- Created by: Paul Heyman
- Starring: See Extreme Championship Wrestling alumni
- Opening theme: "This is Extreme!" by Harry Slash & The Slashtones
- Country of origin: United States
- No. of episodes: 59

Production
- Production locations: ECW Arena, South Philadelphia Burt Flickinger Center, Buffalo NY
- Camera setup: Multicamera setup
- Running time: 60 minutes (with commercials)

Original release
- Network: The Nashville Network
- Release: August 27, 1999 – October 6, 2000

Related
- ECW Hardcore TV; WWE ECW;

= ECW on TNN =

ECW on TNN, also known as ECW Wrestling, is an American professional wrestling television program that was produced by Extreme Championship Wrestling (ECW) and aired on The Nashville Network (TNN, now Paramount Network) on the Friday Night Thrill Zone block. Created by Paul Heyman, the owner of HHG Corporation (parent company of ECW), it presented original ECW matches on Friday nights and was the only national television program in ECW's history. It debuted on August 27, 1999 - five years to the date that Shane Douglas threw down the NWA World Heavyweight Championship and rechristened ECW (then known as Eastern Championship Wrestling) as Extreme Championship Wrestling. The final episode aired on October 6, 2000. All episodes are available on Peacock.

==History==

===Origin===
In 1999, Heyman signed a three-year contract with TNN in the hopes of expanding national awareness of his company. Prior to ECW on TNN, ECW shows were only televised via syndication. For its part, TNN added ECW to its "Friday Night Thrill Zone" lineup in an attempt to help build on the increase in teenager/young male viewership that RollerJam had brought to the network. Into 2000, the network claimed a vast improvement in the young male demographic on Friday nights due to ECW's addition.

===ECW–TNN differences===
Early signs of a rocky relationship between ECW and TNN came when TNN president David Hall implied that the program would be "toned down" from the usual ECW fare - which emphasized more violent matches and explicit content than that offered by the two leading professional wrestling companies of the day, the World Wrestling Federation (WWF, now WWE) and World Championship Wrestling (WCW). On WWE's The Rise and Fall of ECW DVD, Heyman alleged that the requests from TNN to tone down ECW's content were excessive.
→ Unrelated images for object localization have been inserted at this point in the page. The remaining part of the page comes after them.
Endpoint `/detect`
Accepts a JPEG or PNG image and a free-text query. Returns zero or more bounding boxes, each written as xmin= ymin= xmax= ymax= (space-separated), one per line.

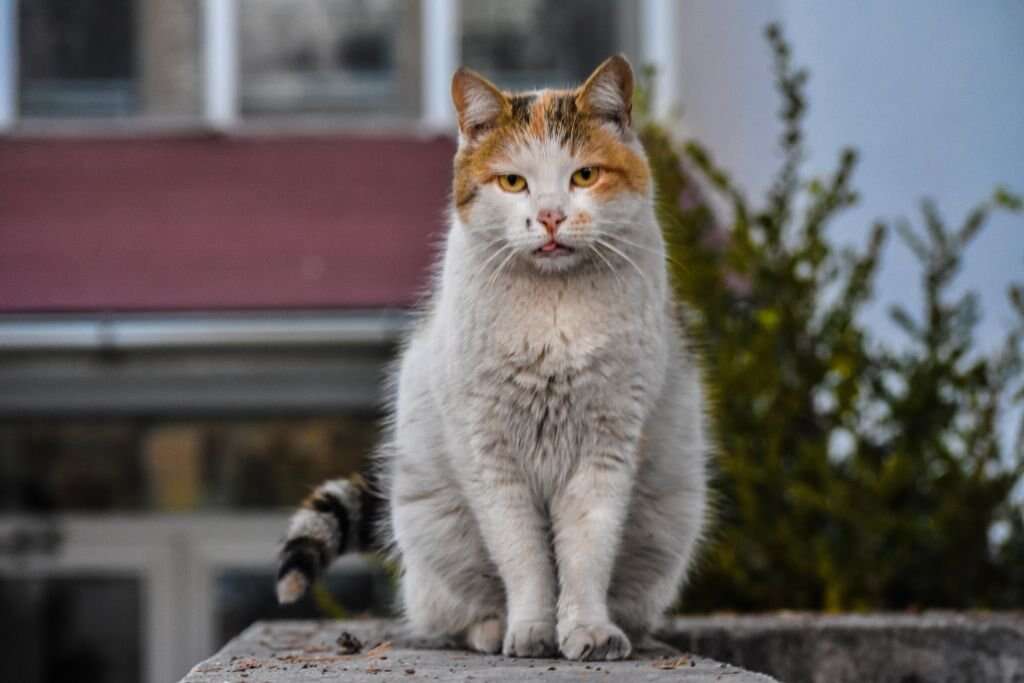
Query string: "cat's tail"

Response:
xmin=275 ymin=475 xmax=378 ymax=604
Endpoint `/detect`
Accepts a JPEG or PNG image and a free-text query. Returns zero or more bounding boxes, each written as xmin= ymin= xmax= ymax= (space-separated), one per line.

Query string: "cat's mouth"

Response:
xmin=534 ymin=240 xmax=575 ymax=257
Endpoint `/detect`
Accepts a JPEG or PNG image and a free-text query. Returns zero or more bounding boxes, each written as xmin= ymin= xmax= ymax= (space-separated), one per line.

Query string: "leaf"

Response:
xmin=993 ymin=186 xmax=1023 ymax=211
xmin=757 ymin=308 xmax=781 ymax=331
xmin=895 ymin=220 xmax=930 ymax=262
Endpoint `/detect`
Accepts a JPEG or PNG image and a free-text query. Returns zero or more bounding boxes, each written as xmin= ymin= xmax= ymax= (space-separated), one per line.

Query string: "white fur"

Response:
xmin=276 ymin=569 xmax=309 ymax=605
xmin=585 ymin=77 xmax=627 ymax=118
xmin=286 ymin=509 xmax=339 ymax=555
xmin=453 ymin=72 xmax=504 ymax=142
xmin=378 ymin=93 xmax=709 ymax=661
xmin=461 ymin=88 xmax=502 ymax=128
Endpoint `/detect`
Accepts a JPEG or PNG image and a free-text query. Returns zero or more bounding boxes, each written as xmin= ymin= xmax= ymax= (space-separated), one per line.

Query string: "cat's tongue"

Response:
xmin=541 ymin=241 xmax=560 ymax=253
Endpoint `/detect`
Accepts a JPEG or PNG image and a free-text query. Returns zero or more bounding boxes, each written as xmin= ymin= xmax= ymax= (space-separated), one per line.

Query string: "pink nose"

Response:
xmin=536 ymin=208 xmax=566 ymax=236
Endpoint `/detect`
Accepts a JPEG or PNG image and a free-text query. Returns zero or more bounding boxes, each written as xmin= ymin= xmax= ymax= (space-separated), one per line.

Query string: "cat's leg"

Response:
xmin=609 ymin=364 xmax=709 ymax=638
xmin=460 ymin=458 xmax=559 ymax=657
xmin=550 ymin=435 xmax=638 ymax=661
xmin=608 ymin=463 xmax=706 ymax=638
xmin=388 ymin=336 xmax=515 ymax=653
xmin=399 ymin=554 xmax=505 ymax=652
xmin=390 ymin=450 xmax=508 ymax=652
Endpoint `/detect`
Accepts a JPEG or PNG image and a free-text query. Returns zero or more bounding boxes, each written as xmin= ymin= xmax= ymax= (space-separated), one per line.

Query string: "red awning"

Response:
xmin=0 ymin=134 xmax=455 ymax=312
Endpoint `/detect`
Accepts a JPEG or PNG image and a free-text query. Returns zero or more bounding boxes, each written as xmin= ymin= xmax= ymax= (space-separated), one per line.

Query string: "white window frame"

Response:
xmin=202 ymin=0 xmax=239 ymax=129
xmin=420 ymin=0 xmax=458 ymax=132
xmin=640 ymin=0 xmax=681 ymax=121
xmin=0 ymin=0 xmax=16 ymax=130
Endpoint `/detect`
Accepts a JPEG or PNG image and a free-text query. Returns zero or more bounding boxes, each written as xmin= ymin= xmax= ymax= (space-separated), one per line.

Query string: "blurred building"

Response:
xmin=0 ymin=2 xmax=661 ymax=682
xmin=2 ymin=2 xmax=1021 ymax=682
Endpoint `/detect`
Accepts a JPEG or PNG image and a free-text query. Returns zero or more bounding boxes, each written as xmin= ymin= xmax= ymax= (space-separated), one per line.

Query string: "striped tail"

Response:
xmin=276 ymin=476 xmax=376 ymax=604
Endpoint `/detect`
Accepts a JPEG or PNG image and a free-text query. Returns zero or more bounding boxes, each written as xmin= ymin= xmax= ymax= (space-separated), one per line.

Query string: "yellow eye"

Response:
xmin=497 ymin=174 xmax=527 ymax=192
xmin=571 ymin=167 xmax=600 ymax=188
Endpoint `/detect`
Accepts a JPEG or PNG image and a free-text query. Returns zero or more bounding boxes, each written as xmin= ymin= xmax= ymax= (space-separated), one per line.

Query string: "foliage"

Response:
xmin=638 ymin=24 xmax=1024 ymax=611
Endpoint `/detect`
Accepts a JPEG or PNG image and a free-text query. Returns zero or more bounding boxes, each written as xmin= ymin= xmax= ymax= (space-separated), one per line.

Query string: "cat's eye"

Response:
xmin=497 ymin=174 xmax=527 ymax=193
xmin=571 ymin=167 xmax=600 ymax=188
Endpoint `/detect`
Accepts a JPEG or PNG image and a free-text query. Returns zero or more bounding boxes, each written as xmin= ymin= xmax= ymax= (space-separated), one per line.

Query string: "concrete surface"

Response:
xmin=181 ymin=613 xmax=1024 ymax=682
xmin=179 ymin=619 xmax=780 ymax=682
xmin=663 ymin=613 xmax=1024 ymax=683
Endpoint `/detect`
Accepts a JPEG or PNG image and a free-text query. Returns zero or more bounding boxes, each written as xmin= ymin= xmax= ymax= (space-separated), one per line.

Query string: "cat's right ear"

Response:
xmin=451 ymin=68 xmax=507 ymax=143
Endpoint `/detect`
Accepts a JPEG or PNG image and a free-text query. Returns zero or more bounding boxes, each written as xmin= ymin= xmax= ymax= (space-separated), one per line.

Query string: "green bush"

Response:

Another source of contention was the lack of original programming. Unsatisfied with the first TNN shoot, Heyman instead chose to air a compilation of promos and old ECW matches designed to act as an introduction to ECW for those who had never before heard of it or seen it. ECW commentator Joey Styles said that "the network crapped on" this episode, and ECW wrestler Tommy Dreamer's recollection supported this assertion.

TNN also had reportedly placed a great deal of importance on ECW retaining top star Taz. Initially, ECW announced that Taz signed a lucrative deal to remain with ECW. However, the deal fell through shortly thereafter and Taz signed a contract with the WWF just months after the show's premiere.

On Rise and Fall, former ECW producer Ron Buffone stated that TNN provided ECW with a very small budget to produce the program while simultaneously asking for high-quality production on par with WCW Monday Nitro and WWF Raw. Heyman and former ECW wrestlers also alleged a lack of promotion of the show by the network specifically and by its parent company Viacom in general.

The relationship between the promotion and the broadcaster was reflected in The Network stable, which became part of ECW's storylines during period the program aired.

===Cancellation===
ECW on TNN's run lasted thirteen and a half months. As part of an agreement between the WWF and TNN owner Viacom, Raw moved to TNN on September 25, 2000, coinciding with a major relaunch of the channel as The National Network. Heyman delivered a shoot promo live on air (announcing it as such). In the promo, he stated ECW hated TNN for "abandoning" them for not putting out commercials for them, demanding they throw ECW off the air and threatened to sue. Despite brief rumors that the two shows might co-exist on TNN for an extended period of time (in spite of the WWF agreement having an exclusivity clause), ECW on TNN was canceled only two weeks later. Paul Heyman stated on the Rise and Fall of ECW DVD that he felt that the ECW show was aired as a test run for TNN to see how wrestling would perform on the channel; former ECW wrestler Jerry Lynn would later agree with this opinion. In later years, Heyman also acknowledged that an effort he made to put ECW on the USA Network proved unsuccessful.

However, Raw continued to air on TNN/Spike TV (renamed to Paramount Network) until 2005 when it moved back to USA Network. TNN later added Excess to the their professional wrestling lineup lineup in 2001 and WWE Confidential and Velocity in 2002, and Sunday Night Heat in 2003. Spike later reached an agreement with a competitor, TNA Wrestling, to air its program TNA Impact! on the channel instead. TNA's run would last through 2014.